In response to:

It Can Happen Here from the June 28, 2018 issue

To the Editors:

Please add me to your list of hundreds, perhaps thousands, of readers flummoxed by this line from Cass Sunstein’s “It Can Happen Here” [NYR, June 28]: “With our system of checks and balances, full-blown authoritarianism is unlikely to happen here.”

I gather that by “full-blown” authoritarianism Sunstein means tyranny that will even harm relatively well-to-do, older white guys like him and me—like friends at church who reassure me that “we’ll survive” the politics of the day.

Indeed, “we’ll survive” has been the mantra of white folks in this nation for centuries. And by and large the white folks have survived.

Sunstein’s satisfaction with “our system of checks and balances” runs counter to the case built by the books he reviews and by most of his own assessment—not to mention the headline for the article, “It Can Happen Here.” What on earth did he mean?

It’s a hypothetical question for me, I guess, because, of course, like Sunstein, I’ll probably survive, but am not sure I would want to.

Herb Strentz
Urbandale, Iowa

To the Editors:

Cass Sunstein’s review of three books about ordinary Germans and the Nazi regime is more disquieting than even he indicates. The normal concern of people of all sorts with their daily lives, family, work, leisure, and so on indicates that only those in certain areas of work and life could possibly notice the slow but relentless advance of authoritarian and totalitarian policies by the government. The Nazis knew how to appeal to people who did not have ideological concerns but only normal human concerns. They knew how to conceal their real goals and how to make passive individuals active supporters.

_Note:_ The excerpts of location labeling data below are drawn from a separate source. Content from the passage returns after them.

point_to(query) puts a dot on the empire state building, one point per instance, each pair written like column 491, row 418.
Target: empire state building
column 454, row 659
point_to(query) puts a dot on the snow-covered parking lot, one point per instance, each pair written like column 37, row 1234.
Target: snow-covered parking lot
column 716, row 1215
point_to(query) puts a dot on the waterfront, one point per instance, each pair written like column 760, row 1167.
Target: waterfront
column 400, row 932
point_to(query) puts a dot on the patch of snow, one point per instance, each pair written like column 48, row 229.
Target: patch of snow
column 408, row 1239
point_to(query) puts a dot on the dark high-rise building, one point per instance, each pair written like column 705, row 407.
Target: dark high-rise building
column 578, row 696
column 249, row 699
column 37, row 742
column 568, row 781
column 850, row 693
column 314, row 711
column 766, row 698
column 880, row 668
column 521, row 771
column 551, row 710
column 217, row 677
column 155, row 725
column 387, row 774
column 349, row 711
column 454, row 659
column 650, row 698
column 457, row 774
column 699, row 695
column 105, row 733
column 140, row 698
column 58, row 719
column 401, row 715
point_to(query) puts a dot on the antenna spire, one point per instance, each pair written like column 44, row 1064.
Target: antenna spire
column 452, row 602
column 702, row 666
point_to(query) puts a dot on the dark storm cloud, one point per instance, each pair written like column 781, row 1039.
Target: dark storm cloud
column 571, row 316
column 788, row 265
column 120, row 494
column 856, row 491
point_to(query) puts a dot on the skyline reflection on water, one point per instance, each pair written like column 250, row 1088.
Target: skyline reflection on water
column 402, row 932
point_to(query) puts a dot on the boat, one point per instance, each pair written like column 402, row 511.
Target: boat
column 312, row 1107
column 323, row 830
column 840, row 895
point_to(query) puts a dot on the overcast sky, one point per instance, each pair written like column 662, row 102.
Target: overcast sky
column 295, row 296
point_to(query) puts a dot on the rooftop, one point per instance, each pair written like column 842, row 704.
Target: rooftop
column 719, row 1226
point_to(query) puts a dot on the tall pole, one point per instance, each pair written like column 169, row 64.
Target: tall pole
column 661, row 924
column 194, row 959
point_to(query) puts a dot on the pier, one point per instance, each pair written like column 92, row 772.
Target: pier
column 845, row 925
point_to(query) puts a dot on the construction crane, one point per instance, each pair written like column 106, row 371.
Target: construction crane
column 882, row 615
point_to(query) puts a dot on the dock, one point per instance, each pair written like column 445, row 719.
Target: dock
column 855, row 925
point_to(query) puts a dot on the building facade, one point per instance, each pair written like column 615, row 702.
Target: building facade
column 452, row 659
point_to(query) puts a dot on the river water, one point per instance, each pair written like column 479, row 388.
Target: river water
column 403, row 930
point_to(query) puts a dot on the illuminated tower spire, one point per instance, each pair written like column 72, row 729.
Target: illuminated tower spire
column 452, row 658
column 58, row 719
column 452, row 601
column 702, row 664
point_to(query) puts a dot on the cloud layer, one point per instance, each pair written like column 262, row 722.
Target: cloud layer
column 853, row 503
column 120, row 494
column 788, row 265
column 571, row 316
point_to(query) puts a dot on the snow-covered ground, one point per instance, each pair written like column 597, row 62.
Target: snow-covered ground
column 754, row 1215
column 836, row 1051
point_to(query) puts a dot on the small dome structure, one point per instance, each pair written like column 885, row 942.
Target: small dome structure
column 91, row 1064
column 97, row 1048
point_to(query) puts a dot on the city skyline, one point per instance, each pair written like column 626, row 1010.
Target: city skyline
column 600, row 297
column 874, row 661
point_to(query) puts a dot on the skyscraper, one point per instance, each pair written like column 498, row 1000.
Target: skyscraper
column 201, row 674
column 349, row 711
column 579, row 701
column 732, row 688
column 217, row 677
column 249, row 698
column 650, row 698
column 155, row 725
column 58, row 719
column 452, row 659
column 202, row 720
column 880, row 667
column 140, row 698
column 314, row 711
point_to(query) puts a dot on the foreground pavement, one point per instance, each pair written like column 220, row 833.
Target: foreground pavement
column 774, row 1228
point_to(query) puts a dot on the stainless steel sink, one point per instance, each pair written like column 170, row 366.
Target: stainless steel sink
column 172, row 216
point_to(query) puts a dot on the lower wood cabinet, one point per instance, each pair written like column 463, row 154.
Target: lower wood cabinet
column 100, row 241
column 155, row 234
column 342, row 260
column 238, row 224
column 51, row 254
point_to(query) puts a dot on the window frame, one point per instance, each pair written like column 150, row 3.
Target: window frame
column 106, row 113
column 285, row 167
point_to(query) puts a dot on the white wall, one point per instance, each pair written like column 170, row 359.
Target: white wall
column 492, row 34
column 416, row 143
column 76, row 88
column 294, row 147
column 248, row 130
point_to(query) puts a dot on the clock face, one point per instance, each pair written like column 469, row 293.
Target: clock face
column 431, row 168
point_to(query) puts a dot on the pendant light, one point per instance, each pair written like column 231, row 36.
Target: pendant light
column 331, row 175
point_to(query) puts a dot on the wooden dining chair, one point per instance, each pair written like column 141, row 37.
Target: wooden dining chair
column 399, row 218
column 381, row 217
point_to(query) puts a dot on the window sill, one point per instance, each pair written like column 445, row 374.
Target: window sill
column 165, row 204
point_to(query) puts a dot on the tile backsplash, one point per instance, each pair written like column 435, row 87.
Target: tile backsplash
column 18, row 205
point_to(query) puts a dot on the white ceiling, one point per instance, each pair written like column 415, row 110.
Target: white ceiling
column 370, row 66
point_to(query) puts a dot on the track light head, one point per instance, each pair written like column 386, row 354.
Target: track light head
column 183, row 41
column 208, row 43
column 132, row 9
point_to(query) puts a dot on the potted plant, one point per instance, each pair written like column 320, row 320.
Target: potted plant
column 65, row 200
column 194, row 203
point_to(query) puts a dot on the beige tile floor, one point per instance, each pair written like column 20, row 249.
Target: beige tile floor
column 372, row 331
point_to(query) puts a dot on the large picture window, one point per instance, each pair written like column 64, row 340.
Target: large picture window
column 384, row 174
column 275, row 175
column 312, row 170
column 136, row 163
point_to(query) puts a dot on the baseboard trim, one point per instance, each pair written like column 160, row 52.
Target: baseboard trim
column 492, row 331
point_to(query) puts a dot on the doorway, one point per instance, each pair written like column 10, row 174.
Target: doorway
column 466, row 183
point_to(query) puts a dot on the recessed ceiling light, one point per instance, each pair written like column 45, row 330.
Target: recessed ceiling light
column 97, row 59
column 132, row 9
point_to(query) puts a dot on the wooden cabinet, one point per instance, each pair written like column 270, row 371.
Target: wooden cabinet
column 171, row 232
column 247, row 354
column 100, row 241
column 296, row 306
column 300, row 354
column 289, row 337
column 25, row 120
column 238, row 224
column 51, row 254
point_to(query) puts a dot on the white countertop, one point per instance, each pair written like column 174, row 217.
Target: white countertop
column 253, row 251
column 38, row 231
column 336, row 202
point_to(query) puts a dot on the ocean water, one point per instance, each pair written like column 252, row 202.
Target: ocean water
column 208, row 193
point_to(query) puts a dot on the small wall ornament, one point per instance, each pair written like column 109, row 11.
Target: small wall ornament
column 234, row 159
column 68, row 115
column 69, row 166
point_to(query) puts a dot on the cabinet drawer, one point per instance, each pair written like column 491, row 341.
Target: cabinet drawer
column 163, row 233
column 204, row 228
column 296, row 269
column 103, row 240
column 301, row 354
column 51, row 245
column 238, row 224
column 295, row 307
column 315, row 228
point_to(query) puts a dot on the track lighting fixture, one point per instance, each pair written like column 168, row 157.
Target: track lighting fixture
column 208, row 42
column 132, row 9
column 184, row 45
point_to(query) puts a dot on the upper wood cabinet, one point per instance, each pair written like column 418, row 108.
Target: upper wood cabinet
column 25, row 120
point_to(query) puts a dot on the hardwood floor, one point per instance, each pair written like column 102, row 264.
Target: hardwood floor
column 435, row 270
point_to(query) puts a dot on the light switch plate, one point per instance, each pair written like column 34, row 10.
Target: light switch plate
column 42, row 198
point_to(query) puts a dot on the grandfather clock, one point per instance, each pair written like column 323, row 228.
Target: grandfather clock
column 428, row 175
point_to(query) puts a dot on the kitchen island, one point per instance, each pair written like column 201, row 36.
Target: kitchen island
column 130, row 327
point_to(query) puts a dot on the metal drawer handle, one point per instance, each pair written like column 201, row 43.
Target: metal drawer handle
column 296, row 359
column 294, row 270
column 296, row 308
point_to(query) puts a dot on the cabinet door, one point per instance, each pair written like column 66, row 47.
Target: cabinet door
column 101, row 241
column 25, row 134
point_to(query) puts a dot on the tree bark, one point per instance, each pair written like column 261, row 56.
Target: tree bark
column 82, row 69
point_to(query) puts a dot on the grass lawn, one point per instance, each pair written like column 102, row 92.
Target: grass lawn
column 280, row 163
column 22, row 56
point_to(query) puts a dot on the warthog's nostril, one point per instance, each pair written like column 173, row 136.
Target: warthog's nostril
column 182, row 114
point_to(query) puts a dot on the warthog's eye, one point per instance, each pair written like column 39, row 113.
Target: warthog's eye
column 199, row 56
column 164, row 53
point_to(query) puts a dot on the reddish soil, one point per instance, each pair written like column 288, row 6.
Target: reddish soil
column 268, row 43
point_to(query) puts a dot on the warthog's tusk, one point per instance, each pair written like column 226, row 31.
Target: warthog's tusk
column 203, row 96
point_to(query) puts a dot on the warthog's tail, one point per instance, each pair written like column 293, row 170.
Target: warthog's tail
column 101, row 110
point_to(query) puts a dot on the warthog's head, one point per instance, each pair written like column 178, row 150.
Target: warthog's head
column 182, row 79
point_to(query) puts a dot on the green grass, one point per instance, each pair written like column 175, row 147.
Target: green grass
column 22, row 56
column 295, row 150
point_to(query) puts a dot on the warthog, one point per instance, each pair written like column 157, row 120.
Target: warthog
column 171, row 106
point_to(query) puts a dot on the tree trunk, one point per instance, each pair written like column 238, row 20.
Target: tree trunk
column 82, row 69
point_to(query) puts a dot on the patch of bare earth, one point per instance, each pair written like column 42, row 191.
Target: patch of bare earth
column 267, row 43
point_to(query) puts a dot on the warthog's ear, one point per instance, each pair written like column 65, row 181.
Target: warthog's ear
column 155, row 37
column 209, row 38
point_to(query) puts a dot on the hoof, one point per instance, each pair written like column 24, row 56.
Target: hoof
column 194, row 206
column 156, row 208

Our own American people are also not concerned with more than the economy, health care costs, and job opportunities, and they respond positively to those who promise action in these areas, without knowledge enough to judge whether the promises are likely to come to fruition. Very few Americans, like very few Germans, need to be fanatics to support policies that sound attractive but have hidden goals and dangers. Trump seems to know, like Hitler and like Mussolini, and in fact unlike Lenin and Stalin, how to appeal to a variety of concerns with promises that can be both attractive and contradictory. In my view, no population is educated enough, sensitive enough, or ethical enough to see through the deception. Thus the danger is very great indeed. It may in fact be one of the chief weaknesses of democracy that democracy can lead to tyranny just as well or perhaps even more than other political systems.

Norman Ravitch
Emeritus Professor of History
University of California, Riverside
Riverside, California

Cass R. Sunstein replies:

Authoritarianism is made possible by quiescence—by seemingly small decisions by countless ordinary citizens who choose to go about their daily lives rather than to resist. My goal in “It Can Happen Here” was to explore the dynamics of quiescence, with special attention to the rise of Nazism.

I am grateful to Herb Strentz and Norman Ravitch for their vigorous responses. I stand by the proposition that in the United States, full-blown authoritarianism is unlikely to happen. The American Constitution, adopted over two hundred years ago, contains essential safeguards. Horrific things have happened, are happening now, and will happen in the future—but full-scale authoritarianism? If past is prologue, that’s highly improbable.

Ravitch also thinks that I underestimate the current danger. A careful empirical analysis from political scientist Daniel Treisman finds that democratic nations are highly unlikely to become nondemocratic when they are wealthy and have been democratic for a long time.* Using a large amount of historical data, Treisman concludes that the chance that democracy will fail in the United States is exceedingly low. You can accept that conclusion while agreeing that democratic norms and practices are now under serious pressure in the United States, and that violations of democratic ideals (in the form, say, of diminished voting rights) are a matter of grave concern.